NYCHA has estimated there are $70 million in unmet capital needs at the La Guardia Houses. The new project, part of the housing authority’s NextGen Neighborhoods program, is meant to bolster public housing developments across the city with desperately needed financial support. NYCHA has not revealed, however, how much of the money raised from the Lower East Side project will go back into the La Guardia Houses.

Cruickshank said that many residents obviously want repairs, but are wary of the trade-offs. “There will be a lot of disruption,” she explained. “People are worried about getting priced out and pushed out” when a large amount of high-end rental housing is created in a traditionally low-income community. It would be great if the buildings really were for the people in this community.”

Extell's luxury condo tower looms over the Little Flower Playground.
Extell’s luxury condo tower looms over the Little Flower Playground.

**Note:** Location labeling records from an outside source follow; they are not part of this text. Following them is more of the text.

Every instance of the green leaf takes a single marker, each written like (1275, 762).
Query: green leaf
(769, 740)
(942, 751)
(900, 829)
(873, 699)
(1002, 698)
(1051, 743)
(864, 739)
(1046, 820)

NYCHA intends to sign a 99-year ground lease with the developer selected to build the new project. Since ownership will not be changing hands, the proposal is not expected to go through the city’s Uniform Land Use Review Procedure (ULURP). Only a ULURP would guarantee a formal advisory role for Community Board 3 and give the City Council some control in shaping the final plan.

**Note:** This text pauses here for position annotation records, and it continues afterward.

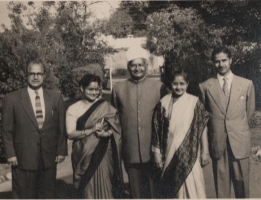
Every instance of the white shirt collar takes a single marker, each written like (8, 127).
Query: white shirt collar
(229, 76)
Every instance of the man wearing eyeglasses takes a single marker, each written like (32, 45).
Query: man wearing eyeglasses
(33, 136)
(135, 99)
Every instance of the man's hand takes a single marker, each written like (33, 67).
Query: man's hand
(158, 160)
(204, 159)
(12, 161)
(59, 159)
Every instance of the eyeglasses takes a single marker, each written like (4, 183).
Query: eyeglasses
(31, 74)
(137, 65)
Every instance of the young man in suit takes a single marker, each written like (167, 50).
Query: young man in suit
(135, 99)
(230, 101)
(33, 136)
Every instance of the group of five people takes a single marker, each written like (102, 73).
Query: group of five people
(164, 138)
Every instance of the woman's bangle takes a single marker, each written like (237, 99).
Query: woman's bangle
(110, 132)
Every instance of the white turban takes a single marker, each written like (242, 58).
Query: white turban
(136, 52)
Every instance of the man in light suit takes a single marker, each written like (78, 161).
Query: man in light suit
(33, 136)
(135, 99)
(230, 101)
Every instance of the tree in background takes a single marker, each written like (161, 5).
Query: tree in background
(184, 40)
(120, 24)
(60, 33)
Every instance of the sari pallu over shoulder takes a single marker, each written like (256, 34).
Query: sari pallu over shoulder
(184, 158)
(88, 152)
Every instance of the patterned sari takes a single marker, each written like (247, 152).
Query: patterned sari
(96, 161)
(177, 130)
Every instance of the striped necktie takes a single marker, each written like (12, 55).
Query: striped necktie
(38, 109)
(225, 87)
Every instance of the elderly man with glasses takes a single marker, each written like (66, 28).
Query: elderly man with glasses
(33, 136)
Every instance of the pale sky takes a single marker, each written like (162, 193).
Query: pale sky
(101, 10)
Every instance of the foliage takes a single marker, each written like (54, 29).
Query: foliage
(59, 33)
(137, 12)
(120, 24)
(185, 41)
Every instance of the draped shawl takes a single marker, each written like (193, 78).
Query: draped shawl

City Council member Margaret Chin is looking into whether there’s any possibility of requiring a ULURP. She and Manhattan Borough President Gale Brewer are already pressing the City Planning Commission for zoning changes to require a ULURP for three proposed mega-towers in the Two Bridges area.

Brewer has been outspoken about NYCHA’s handling of the NextGen Neighborhoods program. In public testimony last September, she criticized the process at the Holmes Towers on the Upper East Side,  where a 47-story development project is in-the-works. While residents might have been consulted, noted Brewer, they felt as through NYCHA “did not value their feedback.” She also pointed out that residents in the Two Bridges area have been clamoring for a new supermarket to replace the shuttered Cherry Street Pathmark, a plea that has evidently been ignored:

Jessica Thomas, the previous LaGuardia (Houses Resident Association) President, said she wanted a grocery store in the new building even if “they put it on the roof.” Yet at the July 27 LaGuardia resident engagement meeting, NYCHA did not present ground-floor retail as a possibility, citing zoning allowances only for community facilities when in fact it is possible to pursue a commercial overlay via a localized ULURP.

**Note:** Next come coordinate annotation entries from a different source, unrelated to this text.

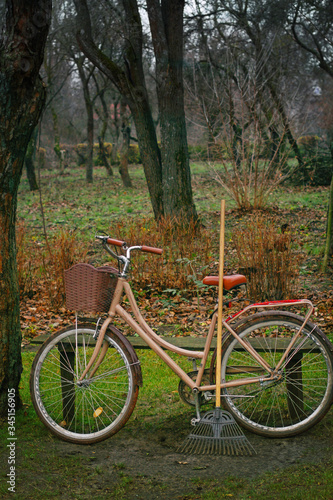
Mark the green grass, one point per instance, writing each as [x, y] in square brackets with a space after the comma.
[70, 203]
[45, 472]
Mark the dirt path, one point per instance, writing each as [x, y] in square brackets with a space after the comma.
[156, 471]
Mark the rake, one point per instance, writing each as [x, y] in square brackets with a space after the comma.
[217, 433]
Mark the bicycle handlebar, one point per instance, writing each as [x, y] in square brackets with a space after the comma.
[143, 248]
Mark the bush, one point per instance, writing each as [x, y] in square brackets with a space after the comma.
[318, 162]
[268, 259]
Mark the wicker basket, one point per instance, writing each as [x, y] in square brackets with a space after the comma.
[90, 289]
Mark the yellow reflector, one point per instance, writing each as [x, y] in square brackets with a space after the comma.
[97, 412]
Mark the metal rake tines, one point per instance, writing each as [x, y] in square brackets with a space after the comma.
[217, 433]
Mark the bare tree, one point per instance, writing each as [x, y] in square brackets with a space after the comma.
[313, 31]
[167, 174]
[22, 96]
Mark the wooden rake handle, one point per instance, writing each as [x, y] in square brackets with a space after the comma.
[220, 309]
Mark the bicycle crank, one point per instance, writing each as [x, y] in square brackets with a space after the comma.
[185, 392]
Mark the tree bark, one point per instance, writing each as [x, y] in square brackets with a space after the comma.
[29, 162]
[124, 150]
[90, 118]
[166, 24]
[22, 96]
[329, 230]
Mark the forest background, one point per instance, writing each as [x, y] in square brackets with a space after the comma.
[153, 113]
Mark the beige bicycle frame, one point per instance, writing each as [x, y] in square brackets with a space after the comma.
[159, 345]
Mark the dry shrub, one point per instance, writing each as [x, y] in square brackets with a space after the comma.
[26, 263]
[187, 251]
[64, 250]
[269, 259]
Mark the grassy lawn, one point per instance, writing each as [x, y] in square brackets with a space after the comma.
[48, 469]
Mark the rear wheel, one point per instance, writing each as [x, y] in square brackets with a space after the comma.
[302, 391]
[84, 411]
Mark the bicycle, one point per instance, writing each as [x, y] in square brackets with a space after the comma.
[276, 368]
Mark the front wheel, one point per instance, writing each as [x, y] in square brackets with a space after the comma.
[302, 391]
[90, 410]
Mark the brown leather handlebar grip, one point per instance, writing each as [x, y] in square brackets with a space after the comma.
[117, 243]
[144, 248]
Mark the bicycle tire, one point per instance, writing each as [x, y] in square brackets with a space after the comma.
[92, 410]
[303, 394]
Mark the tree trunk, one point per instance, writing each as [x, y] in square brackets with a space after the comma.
[130, 82]
[101, 138]
[29, 162]
[22, 96]
[103, 156]
[90, 141]
[90, 116]
[329, 230]
[166, 23]
[124, 150]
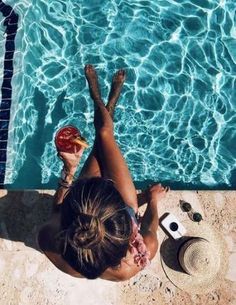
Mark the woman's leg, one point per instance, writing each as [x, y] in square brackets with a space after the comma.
[107, 152]
[91, 166]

As we pointed out the other day, there has been no engagement with the general Lower East Side community about the development plans at the La Guardia Houses. A NYCHA spokesperson told us yesterday that the meetings for tenants held last year were open to the general public. The spokesperson also stated that NYCHA has engaged with many local organizations (including GOLES and Henry Street Settlement) to increase public awareness of the project.

Community activists argue, however, that there were almost no efforts to publicize the meetings on the Lower East Side. Community Board 3 will be discussing the project at its public housing committee meeting on Thursday, March 8 (Grand Street Guild, 131 Broome St., 6:30 p.m.).